El temor a compartir una realidad interna se justifica en la evitación por ser etiquetado como "el marica" o "la marimacha" en el cole. El miedo radica en el rechazo de los demás, especialmente de aquellos que le consideran amigo y compañero de confianza. Hay mucho en juego para ponerse a compartir con cualquiera las propias vivencias. Nadie habla al respecto, ni dentro de la familia, ni vecinos, ni en el instituto/colegio. Todos parecen vivir una vida sin problema semejante.

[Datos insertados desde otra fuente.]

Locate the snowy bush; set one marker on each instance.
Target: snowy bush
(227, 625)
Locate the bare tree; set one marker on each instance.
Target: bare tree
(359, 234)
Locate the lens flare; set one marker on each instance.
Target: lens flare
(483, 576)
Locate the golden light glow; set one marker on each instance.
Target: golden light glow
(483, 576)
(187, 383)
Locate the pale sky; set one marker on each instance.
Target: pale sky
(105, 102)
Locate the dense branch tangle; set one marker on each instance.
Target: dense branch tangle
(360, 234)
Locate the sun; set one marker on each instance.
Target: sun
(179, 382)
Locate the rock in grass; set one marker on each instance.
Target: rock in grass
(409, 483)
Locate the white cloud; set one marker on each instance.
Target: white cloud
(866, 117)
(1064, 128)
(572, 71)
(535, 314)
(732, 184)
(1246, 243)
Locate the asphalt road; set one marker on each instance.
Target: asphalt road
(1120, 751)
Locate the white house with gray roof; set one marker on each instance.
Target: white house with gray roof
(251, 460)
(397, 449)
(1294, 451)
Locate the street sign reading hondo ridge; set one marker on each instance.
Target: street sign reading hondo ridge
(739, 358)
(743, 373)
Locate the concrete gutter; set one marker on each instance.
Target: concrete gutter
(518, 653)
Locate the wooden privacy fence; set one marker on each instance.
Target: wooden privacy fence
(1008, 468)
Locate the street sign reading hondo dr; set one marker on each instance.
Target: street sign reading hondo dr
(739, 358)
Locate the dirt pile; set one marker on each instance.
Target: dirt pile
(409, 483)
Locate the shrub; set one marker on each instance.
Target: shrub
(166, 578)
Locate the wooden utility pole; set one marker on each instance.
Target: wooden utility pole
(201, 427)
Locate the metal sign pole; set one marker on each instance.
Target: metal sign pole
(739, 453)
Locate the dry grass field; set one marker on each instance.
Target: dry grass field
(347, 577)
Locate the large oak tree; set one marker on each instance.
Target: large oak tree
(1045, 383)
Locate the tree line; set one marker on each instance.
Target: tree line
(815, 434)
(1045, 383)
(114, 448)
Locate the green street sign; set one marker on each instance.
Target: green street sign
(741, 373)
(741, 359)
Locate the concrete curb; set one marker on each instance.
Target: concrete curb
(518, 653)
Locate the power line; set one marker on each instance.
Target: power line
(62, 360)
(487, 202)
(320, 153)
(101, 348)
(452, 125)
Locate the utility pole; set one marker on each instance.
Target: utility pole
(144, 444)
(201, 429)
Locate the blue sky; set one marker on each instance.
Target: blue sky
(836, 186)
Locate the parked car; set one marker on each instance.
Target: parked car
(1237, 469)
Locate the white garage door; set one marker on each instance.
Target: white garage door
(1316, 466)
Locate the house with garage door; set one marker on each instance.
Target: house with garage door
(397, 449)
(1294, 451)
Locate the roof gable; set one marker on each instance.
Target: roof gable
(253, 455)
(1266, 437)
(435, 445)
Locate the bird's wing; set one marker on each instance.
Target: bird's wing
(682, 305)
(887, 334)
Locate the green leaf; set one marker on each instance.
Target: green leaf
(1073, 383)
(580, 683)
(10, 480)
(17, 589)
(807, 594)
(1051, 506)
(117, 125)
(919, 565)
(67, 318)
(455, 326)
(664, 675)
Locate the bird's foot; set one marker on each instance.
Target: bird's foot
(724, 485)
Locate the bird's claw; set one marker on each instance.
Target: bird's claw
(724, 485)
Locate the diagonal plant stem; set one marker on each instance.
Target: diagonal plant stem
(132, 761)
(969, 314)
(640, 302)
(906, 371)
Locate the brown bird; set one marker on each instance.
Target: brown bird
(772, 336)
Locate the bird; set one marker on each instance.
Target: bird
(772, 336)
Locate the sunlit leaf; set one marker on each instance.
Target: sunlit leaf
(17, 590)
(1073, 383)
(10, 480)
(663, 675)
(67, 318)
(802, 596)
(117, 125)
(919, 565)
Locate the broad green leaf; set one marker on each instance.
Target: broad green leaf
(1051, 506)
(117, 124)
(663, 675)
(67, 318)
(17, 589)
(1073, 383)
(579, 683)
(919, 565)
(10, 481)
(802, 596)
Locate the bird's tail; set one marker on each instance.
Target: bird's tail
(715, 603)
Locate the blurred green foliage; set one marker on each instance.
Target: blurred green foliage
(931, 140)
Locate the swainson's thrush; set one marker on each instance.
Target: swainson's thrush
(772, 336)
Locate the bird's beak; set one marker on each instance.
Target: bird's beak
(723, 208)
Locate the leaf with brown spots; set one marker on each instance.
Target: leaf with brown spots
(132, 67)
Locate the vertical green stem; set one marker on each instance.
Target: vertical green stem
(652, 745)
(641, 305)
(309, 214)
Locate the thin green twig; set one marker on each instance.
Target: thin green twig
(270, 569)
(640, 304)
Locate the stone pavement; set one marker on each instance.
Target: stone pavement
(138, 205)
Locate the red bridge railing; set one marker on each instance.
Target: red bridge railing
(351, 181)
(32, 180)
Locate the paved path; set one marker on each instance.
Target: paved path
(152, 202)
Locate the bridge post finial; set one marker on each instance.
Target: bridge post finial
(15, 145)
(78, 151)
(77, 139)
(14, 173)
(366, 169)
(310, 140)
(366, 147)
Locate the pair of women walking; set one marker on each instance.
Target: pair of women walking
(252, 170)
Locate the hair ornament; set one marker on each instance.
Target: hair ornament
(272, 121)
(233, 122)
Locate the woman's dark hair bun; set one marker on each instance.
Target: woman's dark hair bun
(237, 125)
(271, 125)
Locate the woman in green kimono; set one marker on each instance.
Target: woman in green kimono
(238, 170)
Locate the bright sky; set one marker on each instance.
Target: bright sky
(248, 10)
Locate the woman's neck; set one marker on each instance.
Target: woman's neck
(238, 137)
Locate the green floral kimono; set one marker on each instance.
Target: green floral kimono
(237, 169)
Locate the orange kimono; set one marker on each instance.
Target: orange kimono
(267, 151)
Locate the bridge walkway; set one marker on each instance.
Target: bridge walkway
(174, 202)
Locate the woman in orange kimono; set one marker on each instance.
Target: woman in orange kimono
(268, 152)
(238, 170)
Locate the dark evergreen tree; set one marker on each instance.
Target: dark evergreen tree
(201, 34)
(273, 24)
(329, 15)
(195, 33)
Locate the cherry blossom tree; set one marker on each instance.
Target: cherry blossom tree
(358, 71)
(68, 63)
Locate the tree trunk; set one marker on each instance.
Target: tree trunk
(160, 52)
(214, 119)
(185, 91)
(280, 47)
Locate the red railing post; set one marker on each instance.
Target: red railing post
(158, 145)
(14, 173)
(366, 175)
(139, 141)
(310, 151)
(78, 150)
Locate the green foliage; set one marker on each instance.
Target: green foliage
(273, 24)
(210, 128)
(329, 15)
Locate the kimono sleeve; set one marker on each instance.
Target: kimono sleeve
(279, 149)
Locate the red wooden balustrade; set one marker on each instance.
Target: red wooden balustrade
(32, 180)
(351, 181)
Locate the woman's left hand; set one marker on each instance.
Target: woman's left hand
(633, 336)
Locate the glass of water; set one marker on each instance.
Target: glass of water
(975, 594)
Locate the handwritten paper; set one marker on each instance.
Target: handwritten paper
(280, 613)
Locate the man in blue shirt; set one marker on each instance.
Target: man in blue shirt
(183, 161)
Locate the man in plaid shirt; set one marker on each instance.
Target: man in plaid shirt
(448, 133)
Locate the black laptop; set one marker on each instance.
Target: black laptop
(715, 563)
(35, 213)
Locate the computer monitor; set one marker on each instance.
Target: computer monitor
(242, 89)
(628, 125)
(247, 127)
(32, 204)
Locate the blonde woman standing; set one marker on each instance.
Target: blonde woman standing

Por fortuna, hoy día esa situación ya no es tan dramática como lo era a penas diez años atrás. Las sociedades se están abriendo a nuevas alternativas en cuanto a preferencias sexuales, aunque es de reconocer que falta camino por recorrer. Lo más simpático es que después de los años a veces hay reencuentros con personas que habían estudiado en el mismo instituto y que resultan ser también gays o lesbianas. ¡Lo sabía, lo intuía! —decimos—. Aquella persona que de adolescentes temíamos compartir algo de nuestros sentimientos, y que nos atraía poderosamente por una u otra razón, resulta que estaba experimentando la misma situación, viviendo el mismo calvario en privado que ni su madre, seguramente, estaba enterada.